Useful procrastination

I go back and forth, in periods of months or seasons, between being very productive and being basically useless.  Lately, I sense that I'm on the upswing towards greater productivity, and I'm hoping that trend persists. One of the things I've been trying to do, as a sort of lifelong meta-project, is isolate the contributing habits, so that I can try to learn how to put the breaks on before I burn out when I'm 'up,' and break the vicious cycles of counterproductivity when I'm 'down'.

And one of the big differences I've noticed between my 'up' state and my 'down' state is the quality of my procrastination.

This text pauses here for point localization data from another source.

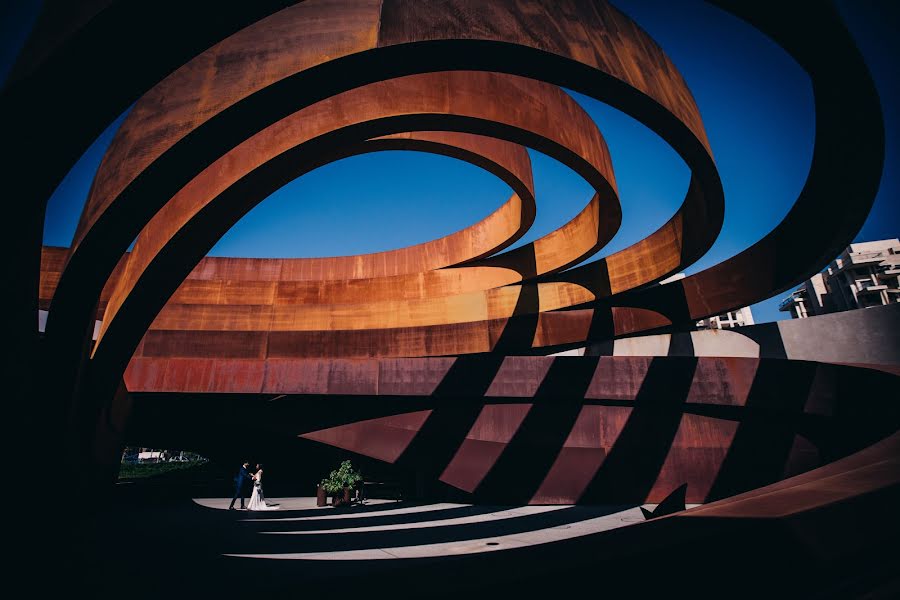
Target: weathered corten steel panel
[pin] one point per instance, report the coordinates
(243, 329)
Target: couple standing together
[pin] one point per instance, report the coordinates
(257, 499)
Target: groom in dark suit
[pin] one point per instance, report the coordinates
(242, 478)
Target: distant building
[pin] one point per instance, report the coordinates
(729, 320)
(864, 275)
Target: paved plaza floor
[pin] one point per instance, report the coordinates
(200, 548)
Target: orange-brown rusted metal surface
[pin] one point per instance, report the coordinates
(215, 137)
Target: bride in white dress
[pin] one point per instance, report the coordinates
(258, 499)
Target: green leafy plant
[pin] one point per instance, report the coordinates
(331, 486)
(344, 476)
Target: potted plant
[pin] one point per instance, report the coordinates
(339, 485)
(321, 494)
(332, 487)
(349, 479)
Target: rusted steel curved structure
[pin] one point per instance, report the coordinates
(410, 355)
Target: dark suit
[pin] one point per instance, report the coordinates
(240, 480)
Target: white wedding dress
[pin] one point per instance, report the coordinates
(257, 499)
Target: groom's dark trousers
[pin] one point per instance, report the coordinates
(239, 481)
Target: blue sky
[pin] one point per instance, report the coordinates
(755, 101)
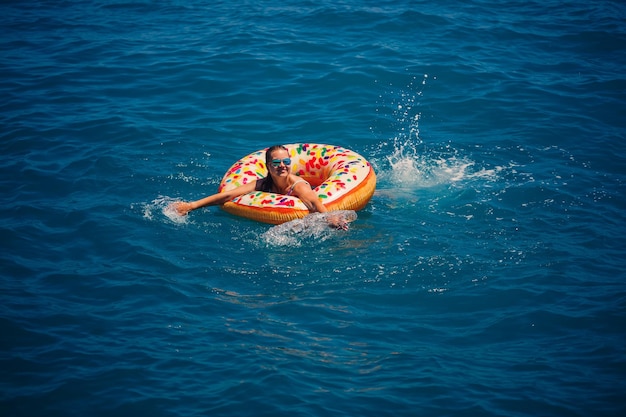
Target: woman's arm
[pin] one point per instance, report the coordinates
(304, 192)
(311, 200)
(213, 200)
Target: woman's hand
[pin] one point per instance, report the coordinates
(181, 208)
(337, 222)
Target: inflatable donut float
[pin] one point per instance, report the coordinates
(342, 179)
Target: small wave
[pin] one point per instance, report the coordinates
(315, 226)
(163, 205)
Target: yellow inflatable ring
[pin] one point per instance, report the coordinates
(342, 179)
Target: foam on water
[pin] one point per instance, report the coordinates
(312, 227)
(163, 205)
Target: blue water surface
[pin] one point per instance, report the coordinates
(486, 277)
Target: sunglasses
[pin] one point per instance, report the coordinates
(276, 162)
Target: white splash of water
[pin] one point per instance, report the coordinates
(163, 205)
(315, 226)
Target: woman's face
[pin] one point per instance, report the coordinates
(280, 164)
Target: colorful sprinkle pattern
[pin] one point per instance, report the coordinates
(333, 171)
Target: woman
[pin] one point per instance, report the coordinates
(279, 180)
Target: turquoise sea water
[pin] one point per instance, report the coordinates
(486, 277)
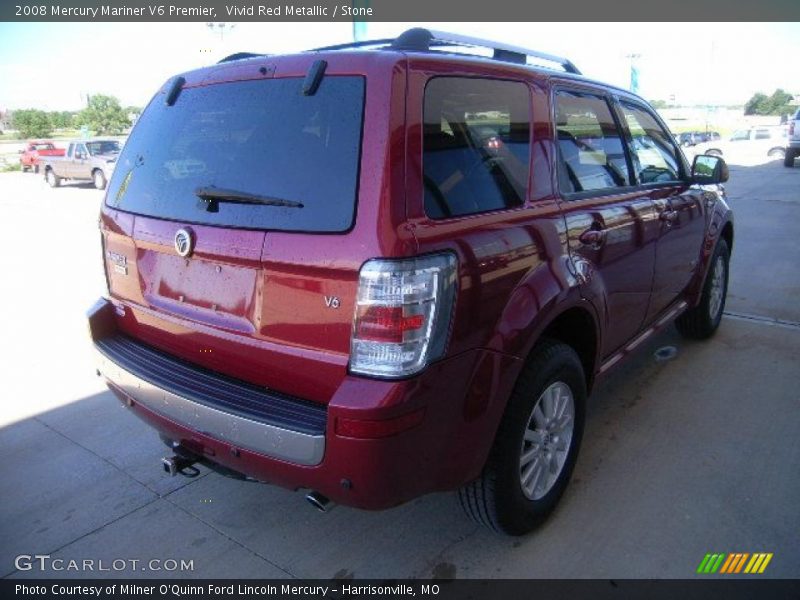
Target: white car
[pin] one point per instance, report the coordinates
(755, 143)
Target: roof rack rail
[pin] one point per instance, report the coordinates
(359, 44)
(419, 39)
(422, 40)
(240, 56)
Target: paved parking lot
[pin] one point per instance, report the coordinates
(696, 454)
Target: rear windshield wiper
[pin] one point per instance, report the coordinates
(212, 196)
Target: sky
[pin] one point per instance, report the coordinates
(53, 66)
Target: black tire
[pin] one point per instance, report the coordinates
(698, 323)
(53, 180)
(496, 499)
(99, 179)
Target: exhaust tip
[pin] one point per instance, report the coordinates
(320, 502)
(170, 466)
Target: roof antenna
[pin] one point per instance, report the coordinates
(174, 91)
(314, 77)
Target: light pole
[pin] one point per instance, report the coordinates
(221, 28)
(634, 85)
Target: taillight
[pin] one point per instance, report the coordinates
(402, 315)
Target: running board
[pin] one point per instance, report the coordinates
(647, 333)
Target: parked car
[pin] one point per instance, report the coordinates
(692, 138)
(792, 150)
(753, 143)
(33, 153)
(373, 274)
(85, 160)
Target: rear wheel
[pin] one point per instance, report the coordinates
(53, 180)
(703, 320)
(536, 445)
(99, 179)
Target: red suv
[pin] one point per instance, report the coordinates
(381, 270)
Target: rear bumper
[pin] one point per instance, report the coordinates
(375, 445)
(240, 431)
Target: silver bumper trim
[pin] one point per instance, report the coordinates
(275, 442)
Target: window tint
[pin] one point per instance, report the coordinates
(260, 137)
(591, 152)
(476, 145)
(104, 147)
(653, 154)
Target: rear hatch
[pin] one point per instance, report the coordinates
(256, 183)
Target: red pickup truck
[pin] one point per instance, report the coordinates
(33, 153)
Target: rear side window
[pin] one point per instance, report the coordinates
(654, 156)
(262, 138)
(592, 156)
(476, 145)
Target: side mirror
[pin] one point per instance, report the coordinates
(707, 170)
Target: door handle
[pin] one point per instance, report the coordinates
(593, 237)
(668, 215)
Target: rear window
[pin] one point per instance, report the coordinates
(476, 145)
(262, 138)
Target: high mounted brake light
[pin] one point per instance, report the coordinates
(402, 315)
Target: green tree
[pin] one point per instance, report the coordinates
(104, 115)
(31, 123)
(779, 103)
(756, 105)
(61, 119)
(776, 104)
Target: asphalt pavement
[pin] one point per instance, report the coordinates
(681, 457)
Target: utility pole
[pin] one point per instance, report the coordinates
(359, 27)
(634, 85)
(221, 28)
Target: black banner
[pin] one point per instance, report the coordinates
(394, 10)
(697, 589)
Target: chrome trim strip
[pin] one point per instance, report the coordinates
(283, 444)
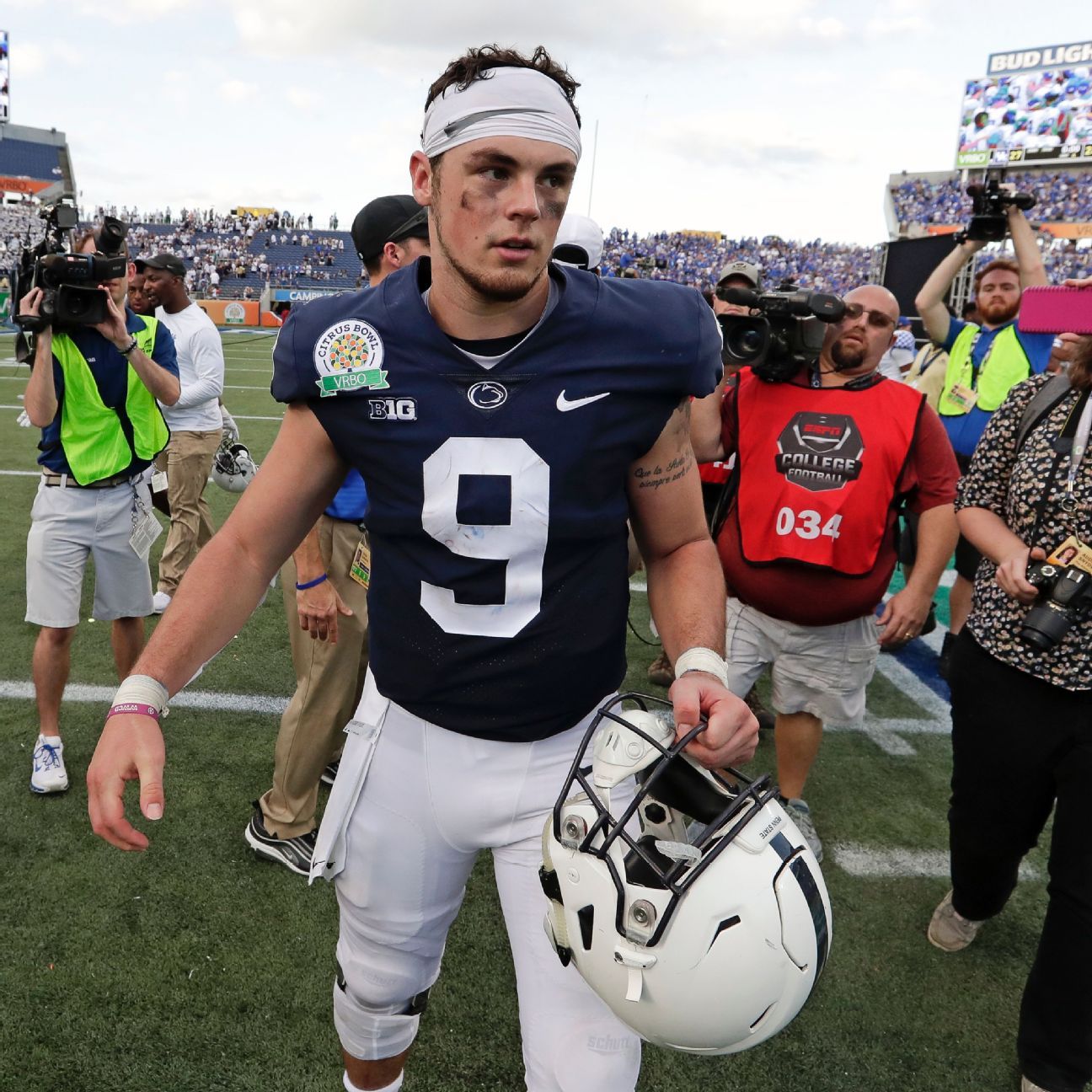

Since the start of winter break, I've been doing a lot better about filling my spare time with projects that are important to me.  I've been working on my novel, and I think I should be finished the first draft by the end of the month -- I'm aiming for the Twentieth, but it might take as long as the Thirty-first.  I've also been blogging, and while I haven't updated Bathetic in a while, I've been doing a lot of sketching, and trying to fit in some art study.  That project is not abandoned.

But more than that, I've been better about what I'm doing when I'm not working on those things.  I've been reading a lot of books.  I've really been keeping up with the blogs I read, not just skimming past most of the posts.  (Still haven't caught up on Charlie's Diary yet, though.)  And I've been doing better about multitasking my timewasting -- I play Tetris when I'm watching Youtube videos, mostly lectures.  I play Minecraft when I'm listening to podcasts.

Other forms of useful procrastination that I've employed either lately or in the past:

  • Cleaning/straightening up
  • Doing laundry
  • Researching topics on Wikipedia relevant to my current work
  • Writing poetry
  • Writing short stories outside my current projects
  • Experimenting with cooking
  • Going for walks
  • Actively engaging in my social life

And, some of the less useful forms of procrastination:

  • Re-watching sitcoms
  • Sleeping
  • Trying to sleep
  • Snacking
  • Watching frivolous youtube videos
  • Browsing Reddit
  • Contemplating the ultimate insufficiency of all information to produce certainty
  • Otherwise angsting

Now, this isn't a defense of procrastination.  I do think it's important that I actually get the things I intend to get done, done.  But if we take it as read that a certain amount of procrastination is going to happen, if I use that time to do the things on the top half of the list, I end up putting myself in a much better space to work later.  The bottom half of the list, on the other hand, tends to just make things more difficult.  It's honestly harder to work on a novel when your desk is covered in junk food wrappers than it is when it's clean.  And there's really no point in worrying about the problem of radical doubt, because there's no conceivable solution that doesn't contain within itself the premises for its own undoing, so the only solution ever available to settle upon is "Eh, close enough."  (Or "God did it," but I'm skeptical about the legitimacy of that claim.)

And ultimately, what's important is that my work exists in harmony with the rest of my life -- I think the characteristic difference between the two forms of procrastination is that the useful kind produces a gradient, offering me more gates through which my intellectual life and the rest of my life can cooperate and intermingle, where the unproductive sorts of procrastination offer more opportunities to develop gaps, isolating the various aspects of my life and making fluid transition between states difficult.

Now, I haven't slept yet today, so I'm going to wrap this up here.  (The importance of sleep, as a health need rather than a pastime, is a topic for another day.)